Speaking at the 12th Economic Congress of Nicosia, Petrides expressed grave concern that inflation has reached levels that “the current generation has not seen before.
“High inflation is the most dangerous aspect of this crisis. This is reminiscent of the inflation rates recorded in the 1970s and 1980s.” He said that it would be difficult for Cyprus to cope with the unprecedented high rate of inflation.
Rising prices for gasoline, electricity, utility bills, fruits and vegetables led to an increase in inflation in March to a record 7.1%.
Inflation continues to rise for the twelfth consecutive month and is the highest since 1995.
The increase came after price inflation reached 6.6% in February.
The minister said the transition to a greener economy would also complicate matters, noting that prosperity in recent years has been based on the fact that energy has a low price.
“Right now, this is changing as the cost of energy increases, causing social impacts as we move away from fossil fuels. If this situation continues, the economic policies of many countries will certainly be adjusted. We need to take targeted measures to prevent energy poverty and protect the most vulnerable groups, as they suffer the most from inflation,” Petrides said.
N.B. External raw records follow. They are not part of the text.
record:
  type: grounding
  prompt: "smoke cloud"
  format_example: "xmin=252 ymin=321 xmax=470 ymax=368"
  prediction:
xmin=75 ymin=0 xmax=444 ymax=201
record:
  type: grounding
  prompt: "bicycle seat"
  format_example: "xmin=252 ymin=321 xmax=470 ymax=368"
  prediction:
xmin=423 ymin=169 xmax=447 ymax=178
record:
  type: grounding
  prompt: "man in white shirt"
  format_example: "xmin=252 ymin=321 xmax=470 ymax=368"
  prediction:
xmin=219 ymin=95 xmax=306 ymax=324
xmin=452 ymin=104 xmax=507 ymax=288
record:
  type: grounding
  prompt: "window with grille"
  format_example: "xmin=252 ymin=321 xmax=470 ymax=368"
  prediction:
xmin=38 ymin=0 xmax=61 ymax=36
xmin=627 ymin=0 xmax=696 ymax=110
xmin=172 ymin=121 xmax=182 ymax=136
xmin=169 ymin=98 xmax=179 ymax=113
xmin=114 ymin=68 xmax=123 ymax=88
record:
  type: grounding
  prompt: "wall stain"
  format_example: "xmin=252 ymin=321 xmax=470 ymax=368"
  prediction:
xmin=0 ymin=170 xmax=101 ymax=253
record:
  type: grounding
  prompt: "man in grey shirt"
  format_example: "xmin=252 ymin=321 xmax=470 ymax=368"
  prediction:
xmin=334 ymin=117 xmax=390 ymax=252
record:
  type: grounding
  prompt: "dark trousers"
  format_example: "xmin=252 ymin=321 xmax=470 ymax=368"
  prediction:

Touching on another aspect of the war in Ukraine, the minister said that the island’s tourism sector, which produces about 15% of the country’s GDP, will suffer due to the war and sanctions against Russia.
“Tourism from Russia brings 20% of the sector’s income. We are confident that some of this can be covered by the positive messages coming from alternative markets.”
He said tourism stakeholders have successfully added 35 new destinations to the island. Petrides cited government intervention aimed at lowering energy prices by lowering the VAT on electricity bills and lowering the tax on fuel consumption.
He said the government has provided more targeted benefits to people living in mountainous areas while supporting pastoralists. Petrides explained that these measures are short-term.
“They also clash with the government’s roadmap for the transition to a greener economy.”
About 150 million euros are included in this year’s budget for energy saving schemes available to households and vulnerable groups, such as installing photovoltaics.
The government has committed to continue supporting energy saving and renewable energy projects until Cyprus achieves its goal of becoming carbon neutral.